Mediterranean Monster Cultures in the Early 1st Millennium BCE: The Marvelous Griffin Cauldrons

Why and how was a shared 'monster' culture created in the Mediterranean in the 1st millennium BCE? Taking its cue from recent methodological approaches (theories of materiality, visuality, and networks), this project focuses on the discursive and material manifestations of the monstrous as a quintessential dimension of the multiple flows of people, ideas, and objects across the Mediterranean. Responses to the monstrous and monsters as well as the determinants of these responses are at the forefront of my enquiry. This approach dictates an emphasis on both local cultures and their pan-mediterranean interconnections as constituents of a cultural koine that still eludes us mainly because of epistemological structures that until recently have emphasized the local and the particular.
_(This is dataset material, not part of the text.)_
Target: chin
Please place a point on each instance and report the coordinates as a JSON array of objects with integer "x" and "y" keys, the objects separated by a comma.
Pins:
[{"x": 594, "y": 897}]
As my case study, I focus on a panoptic overview of problems related to the production, circulation, and local reception of the griffin (or 'orientalizing') cauldron across a wide swath of the Mediterranean. Technologically intricate in terms of their materiality and visuality, griffin cauldrons ushered in radically new conceptions of the monstrous. Their unprecedented life-likeness warrants attention to the technologies of affect they embody. Moreover, issues of cognitive and physical accessibility are pivotal dimensions of consumption and interaction carefully manipulated by local elites geared on amplifying their claims to exclusive social status. It is imperative, therefore, to examine the social agency of these objects in terms of the intricate nexus of relations created by them. I propose to view this nexus as an interactive web that implicates networks of producers, patrons, brokers and consumers, on the one hand; and their ways of looking, understanding, or even contributing to the evolving materiality of these artifacts, on the other. In a series of articles and in a forthcoming study, the results of which will inform the contributions to this project, I argue that these phenomena are constitutive of a pan-mediterranean culture of wonder, rare experiences and the marvelous. It is indeed rewarding to view contexts, like elite burials in Cyprus, France, and Italy or sanctuaries in Greece, in terms of the overarching cultural dynamics of the Wunderkammer in Europe of the 16th and 17th centuries CE.